The cast and acting is very strong.  Brad Pitt always seems to give his best performances when he plays complete nut cases, continually saying really strange and yet thought-provoking lines.  He’s right at home with his character in “Fight Club.”  Edward Norton, an actor who has been quietly gaining a solid reputation, perfectly plays the part of a confused man looking for answers in his life.  At times the dialogue can be very off-the-wall and with lesser actors, could’ve ended up being corny.  In the capable hands of Pitt and Norton, the characters are believable enough that they pull off whatever the script throws at them.

Director David Fincher continues to redeem himself for the sin known as “Alien 3.”  He’s given us “Seven,” then “The Game,” and now his best effort yet with “Fight Club.”  His camera work throughout the film is great and certain elaborate camera movements toward the beginning are flat-out amazing.  “Fight Club” is a prime example of how special effects can be used to enhance the storytelling in a movie instead of serving to distract.  Also, keep your eyes out for random frames that are occasionally dropped into the film.  Fincher uses these odd flickers that pop up in the film to further throw you off balance.

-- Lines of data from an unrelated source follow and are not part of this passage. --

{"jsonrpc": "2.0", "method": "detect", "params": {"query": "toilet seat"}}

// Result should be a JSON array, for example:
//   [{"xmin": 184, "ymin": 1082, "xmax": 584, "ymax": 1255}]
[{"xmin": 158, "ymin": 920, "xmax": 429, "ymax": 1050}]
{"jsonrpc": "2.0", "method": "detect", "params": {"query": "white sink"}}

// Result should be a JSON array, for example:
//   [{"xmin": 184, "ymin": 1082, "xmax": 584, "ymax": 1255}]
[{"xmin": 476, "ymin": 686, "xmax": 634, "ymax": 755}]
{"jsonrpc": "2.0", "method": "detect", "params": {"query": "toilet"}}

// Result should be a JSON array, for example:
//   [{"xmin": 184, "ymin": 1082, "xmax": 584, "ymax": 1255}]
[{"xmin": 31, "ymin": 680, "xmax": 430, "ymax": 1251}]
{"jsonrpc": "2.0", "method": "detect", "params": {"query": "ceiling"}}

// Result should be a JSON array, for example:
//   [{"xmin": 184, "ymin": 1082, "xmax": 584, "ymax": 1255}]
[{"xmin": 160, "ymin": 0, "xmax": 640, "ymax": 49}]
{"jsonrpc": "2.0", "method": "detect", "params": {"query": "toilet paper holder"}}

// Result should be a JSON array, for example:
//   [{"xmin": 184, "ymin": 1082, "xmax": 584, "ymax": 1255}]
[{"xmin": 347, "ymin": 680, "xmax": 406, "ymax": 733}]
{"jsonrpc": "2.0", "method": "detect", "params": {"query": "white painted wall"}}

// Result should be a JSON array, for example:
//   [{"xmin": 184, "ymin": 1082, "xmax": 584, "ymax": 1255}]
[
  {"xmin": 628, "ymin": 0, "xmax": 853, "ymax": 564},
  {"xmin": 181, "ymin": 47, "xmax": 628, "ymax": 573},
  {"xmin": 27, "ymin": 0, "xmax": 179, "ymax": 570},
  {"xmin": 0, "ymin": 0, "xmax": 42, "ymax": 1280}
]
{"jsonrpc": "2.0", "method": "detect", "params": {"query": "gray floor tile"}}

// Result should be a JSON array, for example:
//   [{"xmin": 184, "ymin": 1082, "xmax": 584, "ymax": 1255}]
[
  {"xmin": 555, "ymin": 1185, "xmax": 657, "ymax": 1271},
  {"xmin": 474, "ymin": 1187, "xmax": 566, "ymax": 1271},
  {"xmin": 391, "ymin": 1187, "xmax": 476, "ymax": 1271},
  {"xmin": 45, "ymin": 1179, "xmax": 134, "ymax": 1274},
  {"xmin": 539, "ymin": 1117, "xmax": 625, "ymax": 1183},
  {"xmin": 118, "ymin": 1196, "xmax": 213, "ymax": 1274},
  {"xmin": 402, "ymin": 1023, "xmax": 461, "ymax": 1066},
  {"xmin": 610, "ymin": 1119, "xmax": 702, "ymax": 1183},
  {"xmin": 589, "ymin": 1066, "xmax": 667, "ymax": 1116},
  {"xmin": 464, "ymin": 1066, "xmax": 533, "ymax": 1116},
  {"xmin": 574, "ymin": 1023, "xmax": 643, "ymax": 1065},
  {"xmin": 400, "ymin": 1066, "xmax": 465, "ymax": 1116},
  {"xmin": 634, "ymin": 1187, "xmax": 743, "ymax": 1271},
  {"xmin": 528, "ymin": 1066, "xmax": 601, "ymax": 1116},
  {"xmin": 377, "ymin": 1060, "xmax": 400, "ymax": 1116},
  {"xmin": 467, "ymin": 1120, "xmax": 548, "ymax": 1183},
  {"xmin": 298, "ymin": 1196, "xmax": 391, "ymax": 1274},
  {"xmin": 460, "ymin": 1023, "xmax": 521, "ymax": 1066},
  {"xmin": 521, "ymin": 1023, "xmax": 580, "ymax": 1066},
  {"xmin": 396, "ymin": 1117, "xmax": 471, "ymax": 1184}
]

“Fight Club” is a movie that is going to walk you down a darker path than you might be used to.  If you really listen to the dialogue and think about what is being said, “Fight Club” is going to challenge your thinking in ways you may not be comfortable being challenged.  “Fight Club” will play with your head, but if you let it do it’s work and go with the flow of the film you’ll be rewarded with a great movie.